Anche il postino, come la sua amica Tea, non le aveva dato modo di replicare, di chiedere, di capire.

La lettera proveniva dal tribunale. Era un invito a presentarsi, accompagnata da un avvocato, al processo al quale era stata citata in giudizio per atti persecutori e maltrattamenti dalla signora Tea Pericoli.

Come poteva essere? Atti persecutori e maltrattamenti a chi? A Tea? Ma era impazzita? Ma come aveva potuto farle una cosa simile? Che cavolo di aiuto doveva essere quello?

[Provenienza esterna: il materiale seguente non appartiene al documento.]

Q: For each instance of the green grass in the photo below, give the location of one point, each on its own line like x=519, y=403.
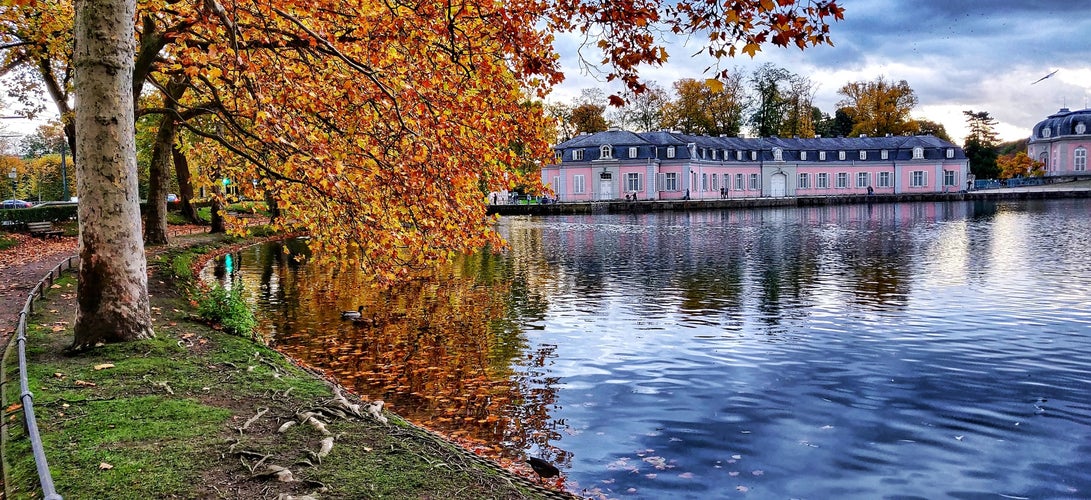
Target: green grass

Le righe della lettera si confondevano, si intrecciavano fra loro, finché iniziarono a ruotare concentriche, come le scale del palazzo. Anna sudava sempre più, una morsa le stringeva la gola, voleva piangere ma le lacrime restavano strozzate in gola, non respirava più… 

Beep beep beep beep!

Un sussulto nel letto. La sveglia!

Un sospiro di sollievo. Erano le sette, doveva sbrigarsi, sennò avrebbe fatto tardi in ufficio quella mattina.